Scott Bluestein: Sure. Thanks, Vilas. If you look at what we did in 2021 and in 2022, we made significant investments in the business. Our full-time employee account now is up over 110. Throughout the course of the last 24 months, we’ve added to all groups and at all levels of the company. We made some very strategic intentional additions to the investment team over the course of the last 12 months. We have boosted our back office and credit team. We have improved our operations team and our finance team. We’ve added to our legal team. So we feel very good about where we are right now from a headcount perspective and the fact that we have the ability to support some pretty extensive growth over the next year or so. In terms of the balance sheet, the balance sheet as we’ve mentioned several times is very well positioned.

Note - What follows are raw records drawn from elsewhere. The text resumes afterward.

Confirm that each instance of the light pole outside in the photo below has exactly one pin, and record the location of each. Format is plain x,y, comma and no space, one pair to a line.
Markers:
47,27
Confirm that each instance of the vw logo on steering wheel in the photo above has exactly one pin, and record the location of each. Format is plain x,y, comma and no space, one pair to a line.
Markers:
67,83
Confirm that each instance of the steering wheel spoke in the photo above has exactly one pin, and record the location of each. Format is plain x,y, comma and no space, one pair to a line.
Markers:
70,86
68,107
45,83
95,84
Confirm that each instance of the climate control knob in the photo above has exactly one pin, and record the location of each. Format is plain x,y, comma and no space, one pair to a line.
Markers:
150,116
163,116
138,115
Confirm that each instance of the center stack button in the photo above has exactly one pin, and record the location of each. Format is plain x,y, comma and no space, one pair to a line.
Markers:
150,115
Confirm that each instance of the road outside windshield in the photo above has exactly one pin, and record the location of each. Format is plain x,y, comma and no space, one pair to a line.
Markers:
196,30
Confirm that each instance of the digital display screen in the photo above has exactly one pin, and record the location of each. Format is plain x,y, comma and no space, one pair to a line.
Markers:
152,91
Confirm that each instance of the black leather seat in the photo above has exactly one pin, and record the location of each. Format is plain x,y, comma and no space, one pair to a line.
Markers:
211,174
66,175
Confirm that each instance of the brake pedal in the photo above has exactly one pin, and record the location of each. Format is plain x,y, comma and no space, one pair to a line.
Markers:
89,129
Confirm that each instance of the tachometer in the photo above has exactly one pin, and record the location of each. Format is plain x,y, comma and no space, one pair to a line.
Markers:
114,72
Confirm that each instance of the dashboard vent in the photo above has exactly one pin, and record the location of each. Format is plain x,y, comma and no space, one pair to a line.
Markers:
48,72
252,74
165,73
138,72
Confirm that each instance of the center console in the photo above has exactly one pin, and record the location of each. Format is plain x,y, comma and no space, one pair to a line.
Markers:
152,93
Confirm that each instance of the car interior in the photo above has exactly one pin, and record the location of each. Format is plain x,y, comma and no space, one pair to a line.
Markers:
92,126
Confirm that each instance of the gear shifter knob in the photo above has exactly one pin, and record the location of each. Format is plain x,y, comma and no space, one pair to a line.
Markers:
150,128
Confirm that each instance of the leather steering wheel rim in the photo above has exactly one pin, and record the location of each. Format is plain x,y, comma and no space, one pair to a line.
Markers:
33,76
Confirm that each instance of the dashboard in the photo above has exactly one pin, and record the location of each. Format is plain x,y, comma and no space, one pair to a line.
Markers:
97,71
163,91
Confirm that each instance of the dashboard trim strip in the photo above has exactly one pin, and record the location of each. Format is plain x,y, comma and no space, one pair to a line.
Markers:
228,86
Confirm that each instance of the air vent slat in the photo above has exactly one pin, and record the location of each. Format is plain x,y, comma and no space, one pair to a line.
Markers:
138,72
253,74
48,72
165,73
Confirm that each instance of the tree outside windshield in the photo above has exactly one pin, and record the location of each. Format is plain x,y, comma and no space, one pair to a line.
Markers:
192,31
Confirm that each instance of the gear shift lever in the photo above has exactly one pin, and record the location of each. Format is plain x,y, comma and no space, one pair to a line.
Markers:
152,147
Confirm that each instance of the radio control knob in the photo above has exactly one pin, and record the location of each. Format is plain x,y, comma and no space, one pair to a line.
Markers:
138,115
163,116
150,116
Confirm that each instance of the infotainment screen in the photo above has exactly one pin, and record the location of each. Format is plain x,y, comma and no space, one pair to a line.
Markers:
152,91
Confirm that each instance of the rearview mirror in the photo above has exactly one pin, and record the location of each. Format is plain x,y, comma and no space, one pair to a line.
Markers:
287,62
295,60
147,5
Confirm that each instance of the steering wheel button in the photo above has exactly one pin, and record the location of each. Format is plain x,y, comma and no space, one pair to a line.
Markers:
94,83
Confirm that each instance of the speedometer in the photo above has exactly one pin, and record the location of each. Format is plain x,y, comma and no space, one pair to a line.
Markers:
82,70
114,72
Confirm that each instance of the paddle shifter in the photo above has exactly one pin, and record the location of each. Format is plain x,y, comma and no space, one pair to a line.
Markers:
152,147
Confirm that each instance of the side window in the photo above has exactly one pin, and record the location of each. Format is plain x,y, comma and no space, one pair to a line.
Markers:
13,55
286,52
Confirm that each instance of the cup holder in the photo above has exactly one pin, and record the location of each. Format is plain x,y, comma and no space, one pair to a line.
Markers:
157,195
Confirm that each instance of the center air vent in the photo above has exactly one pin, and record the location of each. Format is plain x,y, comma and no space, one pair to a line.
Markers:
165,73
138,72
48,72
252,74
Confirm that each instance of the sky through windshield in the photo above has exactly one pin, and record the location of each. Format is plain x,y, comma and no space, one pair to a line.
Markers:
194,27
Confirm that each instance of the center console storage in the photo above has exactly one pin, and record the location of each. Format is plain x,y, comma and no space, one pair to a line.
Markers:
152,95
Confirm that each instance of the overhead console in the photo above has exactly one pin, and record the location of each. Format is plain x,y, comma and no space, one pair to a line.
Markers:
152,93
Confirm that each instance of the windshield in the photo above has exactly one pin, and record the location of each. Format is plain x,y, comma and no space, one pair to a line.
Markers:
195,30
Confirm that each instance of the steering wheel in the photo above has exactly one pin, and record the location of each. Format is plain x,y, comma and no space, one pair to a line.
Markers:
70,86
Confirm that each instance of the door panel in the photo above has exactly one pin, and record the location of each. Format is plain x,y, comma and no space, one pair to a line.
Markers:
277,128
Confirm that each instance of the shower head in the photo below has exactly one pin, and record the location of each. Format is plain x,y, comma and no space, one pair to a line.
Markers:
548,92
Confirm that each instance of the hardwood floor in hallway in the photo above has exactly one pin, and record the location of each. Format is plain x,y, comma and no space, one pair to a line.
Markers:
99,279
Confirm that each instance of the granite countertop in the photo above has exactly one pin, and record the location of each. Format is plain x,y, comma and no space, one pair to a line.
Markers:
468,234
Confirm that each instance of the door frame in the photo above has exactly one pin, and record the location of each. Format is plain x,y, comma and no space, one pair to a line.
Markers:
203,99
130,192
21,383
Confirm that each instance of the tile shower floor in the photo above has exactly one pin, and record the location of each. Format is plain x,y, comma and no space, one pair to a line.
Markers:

We have nearly $500 million of liquidity in the BDC, nearly $850 million of liquidity across the platform. We are under-levered relative to our historical targets from a GAAP perspective and from a regulatory perspective. And so we think we’re very well positioned to be able to take advantage of growth. I think the key caveat and comment that I’ll make is we’re going to take advantage of the growth if it’s quality growth, right? We’re not interested in growing the business just for the sake of putting assets on the books. Every deal that we do has to meet our credit screens and it has to be a deal that we think is in the long-term best interest of our shareholders and stakeholders.

Vilas Abraham: Got it. Thank you.

Operator: Thank you for your question. Our next question comes from the line of Christopher Nolan. The floor is yours.

Christopher Nolan: Hey guys, congratulations on a really good quarter. Last week Moody’s gave a downgrade the outlook or gave caution to the outlook for direct lenders, while Hercules was not specifically listed among the ones that did. Have you guys had any direct conversations with the Moody’s related to this at all?

Scott Bluestein: We are in [constant contact] (ph) with all the rating agencies in which we work with. There’s no indication that they have any concern about our business. In fact, their guidance they shared with us was just trying to be cautious about the sector, the outlook, the performance of our competitors, as you know, Chris has not been stellar. So I think that we stand out a little bit differently than them and that’s basically the conversation that they have with us as well.

Christopher Nolan: Okay, and have they been expressing any concerns or outlook or anything related to the venture ecosystem, which — because you guys do send a little bit apart from the other guys.

Scott Bluestein: Not that they shared with us, but I would definitely discuss that with them and see what their view is on that.

Christopher Nolan: Finally, you have some debt maturing in 2024. Is the idea to just use the credit facility to refinance that?